Explaining the flexibility you can enjoy with your retirement pot

Given you cannot make withdrawals from a pension until you reach age 55 (rising to 57 in 2028) it is unsurprising some people assume you cannot actively manage any investments within your pot.

At Shares we have had correspondence from people over whether you can trade stocks within a pension so in this article we explain how buying and selling investments can be as simple as it is in other types of investment accounts.

Not only can you take an active hand in investments for your retirement but you should as your goals and investment time horizon change. Just how active you might be is an issue we will discuss later on.

There are several different categories of pension. These include workplace pensions: including defined benefit (DB) schemes (also known as final salary pensions) and defined contribution (DC) schemes, as well as personal pensions of which a self-invested personal pension (SIPP) is the most relevant for our purposes.

A SIPP gives you the most flexibility to trade in and out of investments and operates very much like a Stocks & Shares ISA or standard share dealing account.

You can trade a wide range of investments within your SIPP not just stocks. Options include funds, investment trusts, exchange-traded funds (ETFs), bonds and gilts.

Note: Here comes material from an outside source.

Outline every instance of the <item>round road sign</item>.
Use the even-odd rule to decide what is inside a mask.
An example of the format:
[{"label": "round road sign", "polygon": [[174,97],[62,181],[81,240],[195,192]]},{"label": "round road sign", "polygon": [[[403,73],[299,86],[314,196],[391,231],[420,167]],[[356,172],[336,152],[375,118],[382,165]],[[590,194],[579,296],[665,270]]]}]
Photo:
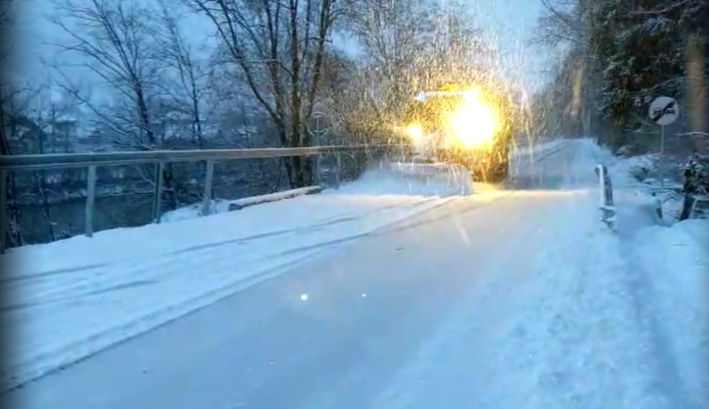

CAN I MAKE REGULAR INVESTMENTS?

You can make regular investments through your SIPP; on the obvious prerequisite you have enough money in your cash account to pay for them.

Most mainstream investment platforms will allow you to invest in a range of shares, funds, trusts and ETFs regularly at a discounted rate.

SIPPS: WHAT CAN'T YOU INVEST IN

Commercial or residential property
Insurance company bonds
Private (unquoted) company shares
Works of art, cars etc.
Loans
Gold bullion

HOW OFTEN CAN YOU TRADE WITHIN YOUR SIPP?

You can trade as little or as often as you want through your SIPP, but you will incur costs by doing so. You might expect to pay around £10 for trading shares, ETFs or trusts, and less if you trade regularly, with typically a much lower cost for trading funds. Costs can make a significant difference to returns over a long period so it is certainly something to bear mind if you plan to buy and sell investments in your SIPP on a regular basis.

For some investors this will mean it makes more sense to invest in low-cost, diversified ETFs or tracker funds and other investments which are intended to be bought and held for the long term.